Gong Shenzhen, Xu Ying, Ye Runyu, Liu Kai, Li Jiangbo, Yang Changqiang, Yan Xin, Chen Xiaoping
Department of Cardiology, West China Hospital, Sichuan University, Chengdu, China.
J Clin Hypertens (Greenwich). 2020 Dec;22(12):2192-2201. doi: 10.1111/jch.14080. Epub 2020 Oct 15.

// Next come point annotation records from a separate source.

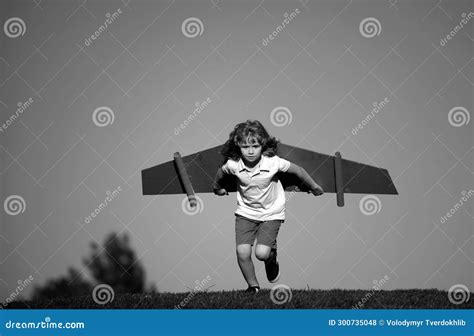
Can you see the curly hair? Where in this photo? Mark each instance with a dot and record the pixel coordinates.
(251, 131)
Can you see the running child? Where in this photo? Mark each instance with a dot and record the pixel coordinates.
(251, 155)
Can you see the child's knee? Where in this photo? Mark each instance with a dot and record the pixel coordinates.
(262, 252)
(244, 251)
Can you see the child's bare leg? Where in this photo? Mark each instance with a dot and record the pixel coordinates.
(244, 258)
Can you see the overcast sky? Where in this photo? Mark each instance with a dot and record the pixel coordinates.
(90, 113)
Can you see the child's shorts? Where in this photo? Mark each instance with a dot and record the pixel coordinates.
(266, 232)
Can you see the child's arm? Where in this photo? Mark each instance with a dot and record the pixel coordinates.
(217, 186)
(304, 177)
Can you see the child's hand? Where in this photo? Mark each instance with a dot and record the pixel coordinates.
(316, 191)
(221, 192)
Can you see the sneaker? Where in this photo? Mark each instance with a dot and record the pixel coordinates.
(252, 289)
(272, 267)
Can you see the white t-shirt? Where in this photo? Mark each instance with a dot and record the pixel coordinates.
(260, 194)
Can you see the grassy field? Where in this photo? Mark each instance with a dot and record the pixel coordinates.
(300, 299)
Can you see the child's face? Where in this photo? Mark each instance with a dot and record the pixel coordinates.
(251, 151)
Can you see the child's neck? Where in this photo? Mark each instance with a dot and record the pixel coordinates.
(251, 164)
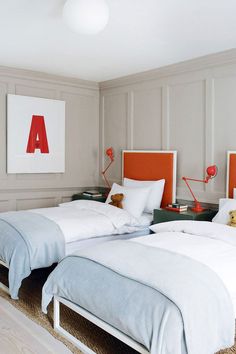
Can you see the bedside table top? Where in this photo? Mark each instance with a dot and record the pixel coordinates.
(81, 196)
(163, 215)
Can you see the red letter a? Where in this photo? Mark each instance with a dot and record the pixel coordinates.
(37, 136)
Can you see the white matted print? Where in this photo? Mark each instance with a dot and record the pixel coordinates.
(35, 135)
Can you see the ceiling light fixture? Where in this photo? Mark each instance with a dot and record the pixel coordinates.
(86, 16)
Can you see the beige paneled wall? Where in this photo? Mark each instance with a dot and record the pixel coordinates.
(189, 107)
(23, 191)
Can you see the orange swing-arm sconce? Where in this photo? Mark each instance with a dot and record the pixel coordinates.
(110, 154)
(211, 173)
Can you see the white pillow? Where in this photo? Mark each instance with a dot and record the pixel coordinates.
(155, 194)
(222, 217)
(134, 198)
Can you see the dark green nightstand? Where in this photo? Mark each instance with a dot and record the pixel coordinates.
(162, 215)
(86, 197)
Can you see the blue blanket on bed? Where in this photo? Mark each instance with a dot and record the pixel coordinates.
(28, 241)
(166, 301)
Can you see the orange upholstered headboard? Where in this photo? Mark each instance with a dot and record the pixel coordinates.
(150, 166)
(231, 174)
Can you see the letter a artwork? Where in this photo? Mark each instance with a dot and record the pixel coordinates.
(37, 136)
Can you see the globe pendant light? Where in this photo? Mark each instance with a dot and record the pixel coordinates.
(86, 16)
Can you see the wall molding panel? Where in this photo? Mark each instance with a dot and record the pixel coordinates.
(189, 107)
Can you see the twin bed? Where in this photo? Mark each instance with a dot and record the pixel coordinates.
(41, 237)
(172, 291)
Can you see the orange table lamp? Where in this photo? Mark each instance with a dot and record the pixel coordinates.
(211, 172)
(110, 154)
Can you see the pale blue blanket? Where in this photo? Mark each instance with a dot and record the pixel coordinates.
(28, 241)
(168, 302)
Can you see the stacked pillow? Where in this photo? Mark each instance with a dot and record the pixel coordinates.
(156, 189)
(139, 196)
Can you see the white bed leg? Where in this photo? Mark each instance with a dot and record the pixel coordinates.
(56, 313)
(2, 286)
(63, 332)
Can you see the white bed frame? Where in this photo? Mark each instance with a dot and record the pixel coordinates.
(105, 326)
(2, 286)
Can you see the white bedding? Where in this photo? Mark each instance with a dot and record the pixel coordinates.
(85, 219)
(209, 243)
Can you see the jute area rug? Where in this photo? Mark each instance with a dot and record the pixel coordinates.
(98, 340)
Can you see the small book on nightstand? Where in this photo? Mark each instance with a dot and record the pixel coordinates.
(177, 207)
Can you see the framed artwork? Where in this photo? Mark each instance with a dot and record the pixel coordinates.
(35, 135)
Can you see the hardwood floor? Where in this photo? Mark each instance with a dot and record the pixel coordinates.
(20, 335)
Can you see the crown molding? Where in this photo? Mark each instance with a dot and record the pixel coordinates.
(204, 62)
(48, 78)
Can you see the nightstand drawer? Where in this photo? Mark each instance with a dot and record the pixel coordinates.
(86, 197)
(162, 215)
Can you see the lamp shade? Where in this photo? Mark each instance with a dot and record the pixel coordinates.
(86, 16)
(211, 171)
(110, 153)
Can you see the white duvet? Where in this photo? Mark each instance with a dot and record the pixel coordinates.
(209, 243)
(83, 219)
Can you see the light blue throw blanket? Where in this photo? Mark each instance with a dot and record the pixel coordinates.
(28, 241)
(165, 301)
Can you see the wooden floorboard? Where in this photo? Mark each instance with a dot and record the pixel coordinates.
(18, 334)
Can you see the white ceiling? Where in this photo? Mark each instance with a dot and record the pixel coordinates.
(141, 35)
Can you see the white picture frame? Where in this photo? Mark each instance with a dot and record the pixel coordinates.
(35, 135)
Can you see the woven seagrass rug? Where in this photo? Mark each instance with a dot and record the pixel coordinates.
(98, 340)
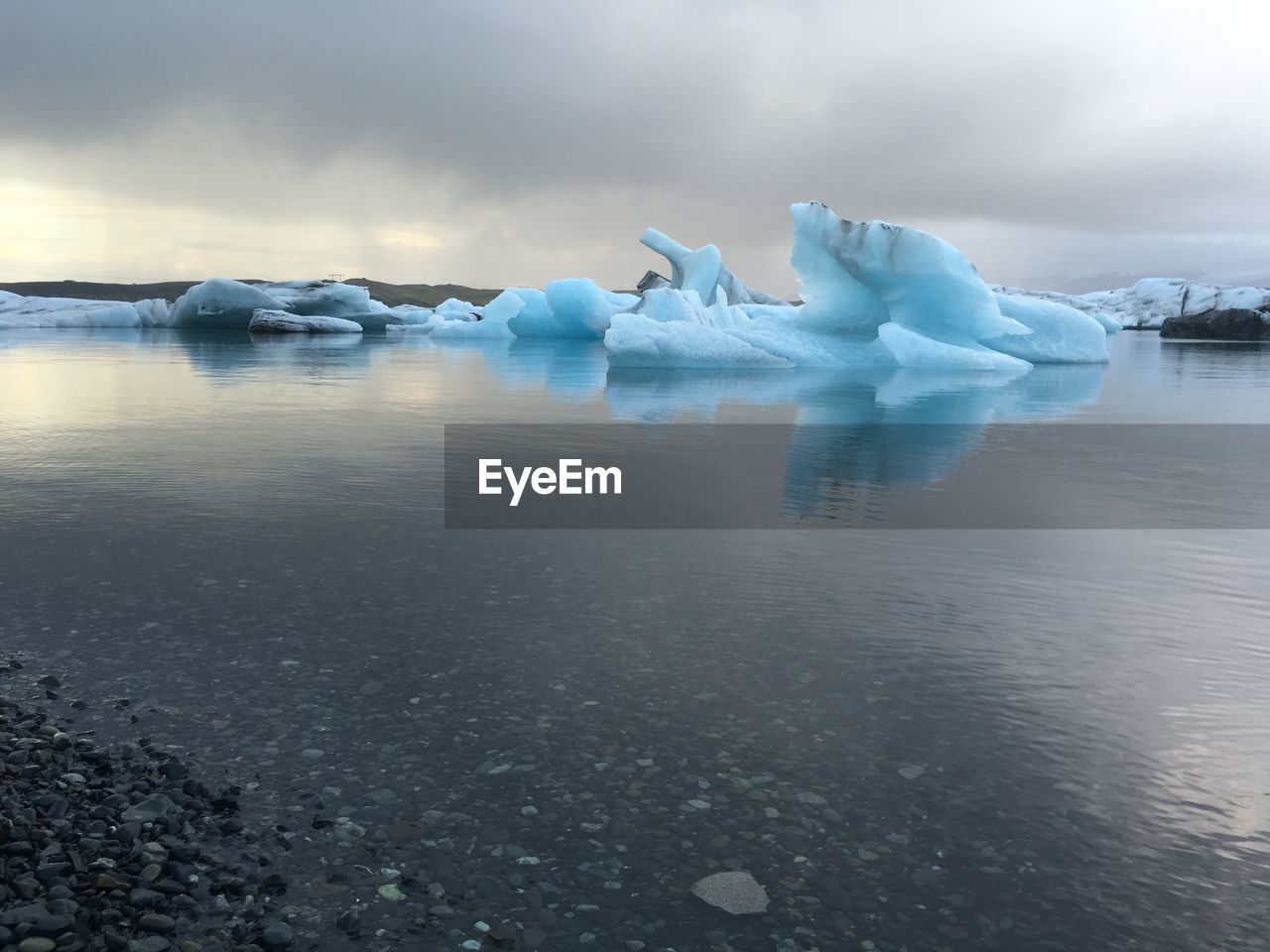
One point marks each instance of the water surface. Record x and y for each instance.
(922, 740)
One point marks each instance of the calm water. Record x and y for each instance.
(920, 740)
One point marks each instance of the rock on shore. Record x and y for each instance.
(1228, 324)
(118, 849)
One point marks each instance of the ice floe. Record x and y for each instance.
(272, 321)
(45, 312)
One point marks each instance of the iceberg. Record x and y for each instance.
(580, 307)
(1056, 333)
(492, 322)
(676, 329)
(1150, 302)
(45, 312)
(325, 298)
(874, 295)
(702, 271)
(220, 303)
(272, 321)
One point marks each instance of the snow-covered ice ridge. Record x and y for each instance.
(1148, 303)
(873, 294)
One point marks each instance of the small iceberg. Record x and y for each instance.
(271, 321)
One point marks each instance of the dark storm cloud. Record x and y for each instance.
(576, 123)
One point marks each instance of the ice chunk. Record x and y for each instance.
(220, 303)
(915, 349)
(1080, 303)
(1153, 299)
(538, 320)
(702, 271)
(452, 307)
(19, 311)
(273, 321)
(1058, 334)
(916, 280)
(581, 307)
(698, 338)
(327, 298)
(493, 322)
(413, 313)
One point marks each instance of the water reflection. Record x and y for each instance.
(1089, 708)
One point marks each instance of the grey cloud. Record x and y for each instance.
(552, 132)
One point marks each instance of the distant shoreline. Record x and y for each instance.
(391, 295)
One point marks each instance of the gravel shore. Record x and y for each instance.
(117, 847)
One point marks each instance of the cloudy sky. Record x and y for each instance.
(1071, 145)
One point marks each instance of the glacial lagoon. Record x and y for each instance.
(948, 739)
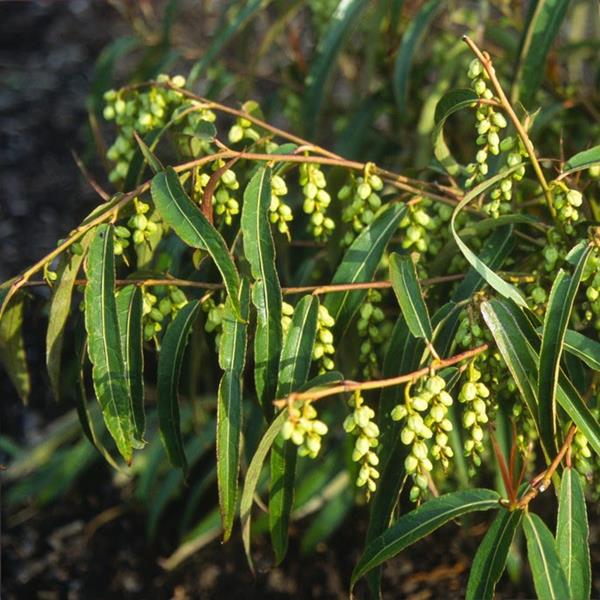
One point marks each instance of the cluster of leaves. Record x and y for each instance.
(367, 259)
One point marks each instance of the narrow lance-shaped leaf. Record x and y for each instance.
(12, 347)
(519, 360)
(543, 23)
(129, 314)
(232, 358)
(360, 263)
(230, 26)
(556, 320)
(518, 343)
(490, 560)
(449, 104)
(501, 286)
(104, 341)
(582, 160)
(495, 250)
(572, 535)
(60, 305)
(586, 349)
(403, 275)
(294, 366)
(548, 576)
(252, 475)
(410, 41)
(169, 369)
(418, 523)
(259, 249)
(193, 228)
(342, 19)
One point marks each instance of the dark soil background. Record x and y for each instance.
(47, 53)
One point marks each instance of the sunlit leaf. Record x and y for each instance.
(169, 369)
(548, 576)
(572, 535)
(420, 522)
(104, 341)
(359, 264)
(232, 358)
(294, 366)
(556, 320)
(543, 22)
(490, 560)
(259, 249)
(193, 228)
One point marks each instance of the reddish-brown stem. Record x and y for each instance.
(352, 386)
(541, 482)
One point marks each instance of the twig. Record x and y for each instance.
(351, 386)
(486, 62)
(316, 290)
(542, 481)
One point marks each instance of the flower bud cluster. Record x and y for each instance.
(304, 429)
(566, 202)
(139, 110)
(155, 310)
(316, 200)
(418, 225)
(141, 225)
(360, 424)
(370, 329)
(581, 452)
(362, 201)
(324, 349)
(432, 400)
(591, 282)
(225, 205)
(280, 212)
(243, 128)
(490, 124)
(287, 311)
(474, 395)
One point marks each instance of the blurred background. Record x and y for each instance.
(73, 527)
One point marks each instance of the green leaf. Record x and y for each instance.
(495, 250)
(341, 22)
(449, 104)
(586, 349)
(104, 341)
(418, 523)
(516, 352)
(169, 369)
(294, 366)
(501, 286)
(360, 263)
(572, 535)
(411, 39)
(129, 315)
(490, 560)
(544, 21)
(259, 249)
(252, 475)
(556, 320)
(230, 26)
(60, 305)
(518, 343)
(548, 576)
(403, 275)
(193, 228)
(232, 358)
(582, 160)
(12, 347)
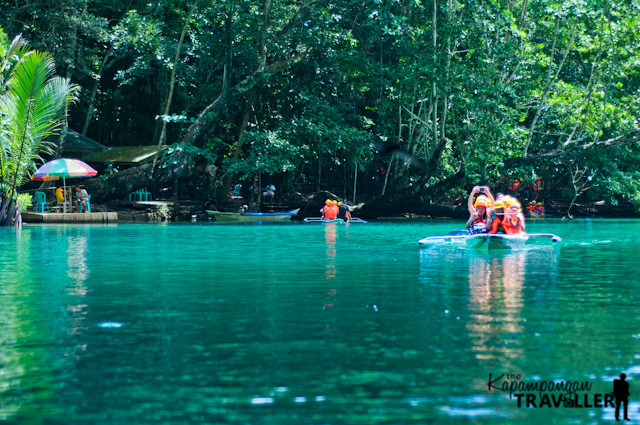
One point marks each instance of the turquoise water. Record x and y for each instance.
(309, 324)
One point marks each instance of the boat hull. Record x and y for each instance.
(531, 214)
(335, 220)
(224, 217)
(492, 241)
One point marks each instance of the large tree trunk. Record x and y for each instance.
(177, 166)
(417, 202)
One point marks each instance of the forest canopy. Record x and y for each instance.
(480, 90)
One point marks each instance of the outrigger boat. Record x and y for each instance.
(247, 217)
(491, 241)
(334, 220)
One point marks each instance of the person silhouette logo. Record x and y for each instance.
(621, 393)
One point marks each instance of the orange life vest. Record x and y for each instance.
(330, 212)
(510, 228)
(495, 223)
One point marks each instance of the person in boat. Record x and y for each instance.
(330, 210)
(513, 220)
(478, 210)
(270, 192)
(82, 196)
(343, 211)
(494, 224)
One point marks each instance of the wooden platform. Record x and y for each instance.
(106, 217)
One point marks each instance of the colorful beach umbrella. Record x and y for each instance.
(64, 168)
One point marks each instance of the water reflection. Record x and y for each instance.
(78, 272)
(496, 282)
(495, 306)
(330, 236)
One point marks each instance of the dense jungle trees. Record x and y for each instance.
(33, 104)
(481, 90)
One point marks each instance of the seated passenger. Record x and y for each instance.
(343, 211)
(81, 198)
(494, 224)
(478, 210)
(330, 210)
(513, 221)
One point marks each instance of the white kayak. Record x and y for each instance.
(334, 220)
(492, 241)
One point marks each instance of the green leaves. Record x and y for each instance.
(33, 106)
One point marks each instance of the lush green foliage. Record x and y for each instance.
(32, 106)
(463, 85)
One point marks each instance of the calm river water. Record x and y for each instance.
(311, 324)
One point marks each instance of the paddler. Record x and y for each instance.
(478, 210)
(494, 224)
(343, 211)
(513, 221)
(330, 210)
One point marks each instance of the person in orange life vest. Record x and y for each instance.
(478, 210)
(513, 221)
(330, 210)
(343, 211)
(494, 224)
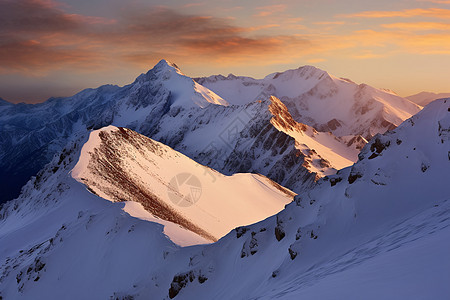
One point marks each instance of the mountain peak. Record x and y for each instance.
(304, 72)
(164, 64)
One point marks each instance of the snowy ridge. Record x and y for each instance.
(424, 98)
(387, 214)
(32, 134)
(320, 100)
(119, 164)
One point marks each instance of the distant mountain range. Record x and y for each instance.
(425, 98)
(111, 214)
(223, 122)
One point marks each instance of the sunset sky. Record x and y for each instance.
(58, 47)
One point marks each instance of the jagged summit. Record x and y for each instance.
(321, 100)
(423, 98)
(305, 72)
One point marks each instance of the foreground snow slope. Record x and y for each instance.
(320, 100)
(119, 164)
(369, 223)
(378, 229)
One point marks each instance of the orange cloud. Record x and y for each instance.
(265, 11)
(407, 13)
(418, 26)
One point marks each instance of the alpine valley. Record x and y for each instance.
(300, 185)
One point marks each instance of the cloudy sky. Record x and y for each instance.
(58, 47)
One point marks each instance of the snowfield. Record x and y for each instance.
(377, 229)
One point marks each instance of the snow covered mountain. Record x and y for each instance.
(119, 164)
(170, 107)
(377, 229)
(32, 134)
(425, 98)
(320, 100)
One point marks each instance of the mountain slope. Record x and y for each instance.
(171, 108)
(32, 134)
(386, 215)
(391, 203)
(320, 100)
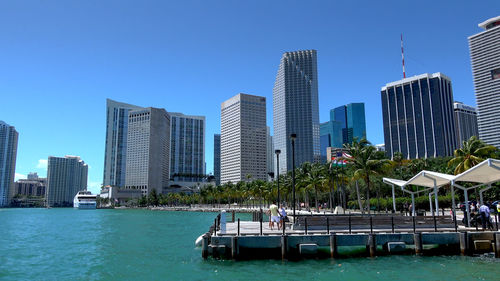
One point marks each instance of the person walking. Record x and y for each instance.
(273, 210)
(484, 211)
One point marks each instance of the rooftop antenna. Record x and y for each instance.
(403, 56)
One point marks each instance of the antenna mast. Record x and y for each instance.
(403, 56)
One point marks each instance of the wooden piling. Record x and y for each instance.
(372, 245)
(204, 246)
(464, 243)
(234, 247)
(417, 240)
(496, 240)
(283, 247)
(333, 245)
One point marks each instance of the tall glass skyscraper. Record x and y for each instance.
(148, 150)
(346, 123)
(8, 153)
(465, 122)
(295, 108)
(243, 138)
(187, 148)
(116, 142)
(418, 116)
(485, 60)
(217, 159)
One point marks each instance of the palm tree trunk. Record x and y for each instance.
(359, 199)
(316, 197)
(368, 194)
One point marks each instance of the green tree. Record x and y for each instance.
(473, 152)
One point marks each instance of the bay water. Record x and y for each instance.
(70, 244)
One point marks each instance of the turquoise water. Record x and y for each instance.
(68, 244)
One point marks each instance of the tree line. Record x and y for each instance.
(357, 184)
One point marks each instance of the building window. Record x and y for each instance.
(495, 74)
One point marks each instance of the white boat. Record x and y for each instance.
(85, 200)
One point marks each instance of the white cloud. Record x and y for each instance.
(42, 164)
(19, 176)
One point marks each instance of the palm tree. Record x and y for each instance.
(364, 163)
(314, 180)
(473, 152)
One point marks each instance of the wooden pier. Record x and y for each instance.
(311, 237)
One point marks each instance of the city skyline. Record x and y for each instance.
(58, 97)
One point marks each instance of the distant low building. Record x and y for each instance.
(65, 177)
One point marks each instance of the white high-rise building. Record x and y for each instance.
(296, 109)
(243, 138)
(148, 150)
(65, 177)
(8, 153)
(187, 147)
(116, 142)
(485, 60)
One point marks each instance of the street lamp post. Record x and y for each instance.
(277, 151)
(292, 138)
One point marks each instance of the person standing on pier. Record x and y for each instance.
(283, 217)
(484, 211)
(273, 209)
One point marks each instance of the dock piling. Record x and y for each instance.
(234, 247)
(372, 245)
(496, 238)
(417, 240)
(204, 246)
(464, 243)
(333, 245)
(283, 247)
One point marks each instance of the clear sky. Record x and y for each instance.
(60, 60)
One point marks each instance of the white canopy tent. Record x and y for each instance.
(429, 179)
(484, 173)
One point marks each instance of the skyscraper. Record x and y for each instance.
(217, 159)
(148, 150)
(330, 136)
(418, 116)
(8, 153)
(485, 60)
(243, 138)
(116, 142)
(65, 177)
(346, 123)
(465, 122)
(295, 108)
(187, 147)
(269, 153)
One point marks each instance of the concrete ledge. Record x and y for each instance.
(396, 247)
(482, 245)
(308, 249)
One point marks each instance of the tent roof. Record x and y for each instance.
(394, 181)
(427, 178)
(485, 172)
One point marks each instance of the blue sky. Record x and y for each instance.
(60, 60)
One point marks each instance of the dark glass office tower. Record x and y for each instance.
(295, 108)
(485, 61)
(418, 116)
(217, 158)
(352, 120)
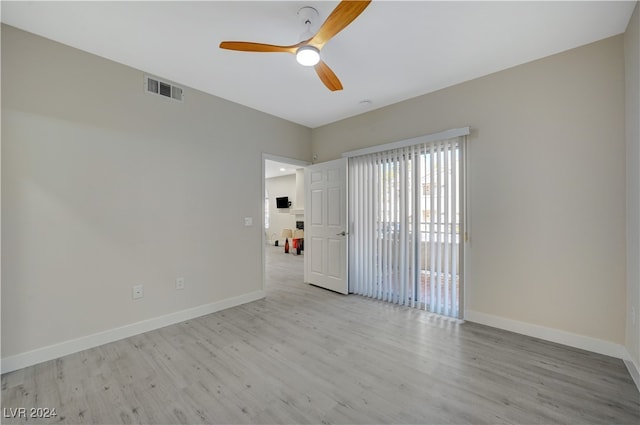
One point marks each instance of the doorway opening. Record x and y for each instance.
(283, 222)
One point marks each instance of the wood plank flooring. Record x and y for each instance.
(307, 355)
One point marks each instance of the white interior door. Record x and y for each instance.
(325, 230)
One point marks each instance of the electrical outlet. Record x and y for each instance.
(179, 283)
(137, 292)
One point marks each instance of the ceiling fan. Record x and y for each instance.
(308, 51)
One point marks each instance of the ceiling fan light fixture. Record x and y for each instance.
(308, 55)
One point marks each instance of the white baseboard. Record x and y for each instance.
(633, 368)
(55, 351)
(548, 334)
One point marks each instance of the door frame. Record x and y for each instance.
(269, 157)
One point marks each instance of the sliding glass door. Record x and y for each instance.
(406, 214)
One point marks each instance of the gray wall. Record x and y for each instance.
(546, 186)
(105, 186)
(632, 78)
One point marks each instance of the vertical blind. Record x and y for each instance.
(406, 215)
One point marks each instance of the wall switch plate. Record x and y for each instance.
(179, 283)
(137, 292)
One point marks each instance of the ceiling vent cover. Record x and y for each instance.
(155, 86)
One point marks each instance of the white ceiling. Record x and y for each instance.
(394, 51)
(277, 169)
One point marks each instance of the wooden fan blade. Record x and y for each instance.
(328, 77)
(341, 16)
(247, 46)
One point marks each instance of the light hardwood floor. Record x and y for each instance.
(306, 355)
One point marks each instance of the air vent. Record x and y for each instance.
(162, 88)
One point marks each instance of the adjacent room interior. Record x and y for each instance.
(141, 281)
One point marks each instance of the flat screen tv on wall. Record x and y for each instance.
(283, 202)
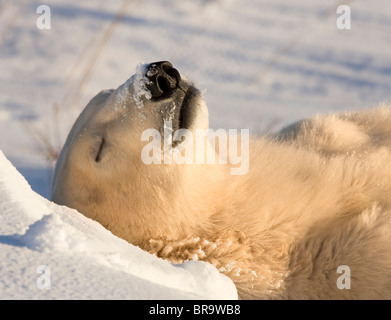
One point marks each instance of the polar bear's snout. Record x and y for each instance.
(164, 79)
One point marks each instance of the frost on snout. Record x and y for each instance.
(135, 88)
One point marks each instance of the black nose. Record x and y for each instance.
(164, 79)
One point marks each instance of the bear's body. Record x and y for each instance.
(314, 205)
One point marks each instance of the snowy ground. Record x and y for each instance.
(261, 62)
(85, 260)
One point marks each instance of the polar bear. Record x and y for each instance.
(309, 220)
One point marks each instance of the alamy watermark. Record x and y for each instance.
(43, 280)
(343, 281)
(200, 149)
(344, 20)
(44, 20)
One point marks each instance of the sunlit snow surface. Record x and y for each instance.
(86, 261)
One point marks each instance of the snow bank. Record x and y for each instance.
(86, 261)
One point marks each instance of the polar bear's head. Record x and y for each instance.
(100, 171)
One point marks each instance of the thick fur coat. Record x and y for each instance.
(317, 196)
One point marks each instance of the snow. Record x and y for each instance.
(56, 236)
(263, 64)
(139, 82)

We aimed to explore whether diurnal blood pressure (BP) peak characteristics have a significant influence on the association between left ventricular damage with the two BP components (morning BP vs. afternoon peak BP) in untreated hypertensives. This cross-sectional study included 1084 hypertensives who underwent echocardiography and 24-h ambulatory BP monitoring. Participants were stratified according to the relationship between morning systolic BP (MSBP; average SBP within 2 h of waking up) and afternoon peak systolic BP (ASBP; average SBP between 16:00 and 18:00). Afternoon and morning hypertension was defined as ≥ 135/85 mm Hg. The morning and afternoon peak BPs occurred at around 7:00 and 17:00, respectively. In general hypertensives, morning BP and afternoon peak BP are significantly different in absolute values (for binary SBP, McNemar's χ = 6.42; p = .014). ASBP was more pronounced than MSBP in 602 patients (55.5%), in whom 24-h SBP showed higher consistency with ASBP than with MSBP (Kappa value: 0.767 vs 0.646, both p < .01). In subjects with ASBP ≥ MSBP, ASBP was associated with left ventricular hypertrophy independent of MSBP (logistic regression analysis odds ratio: 1.046, p < .01), and left ventricular mass index was more strongly correlated with ASBP than with MSBP (multiple regression coefficient β: 0.453, p < .01), in which the relationships held true independently of 24-h SBP. The opposite results were obtained in subjects with MSBP > ASBP. Peak BP-guided monitoring may serve as an effective approach to out-of-office hypertension monitoring and control, providing the best consistency with 24-h average SBP and highest discrimination performance for target organ damage, independently of 24-h SBP.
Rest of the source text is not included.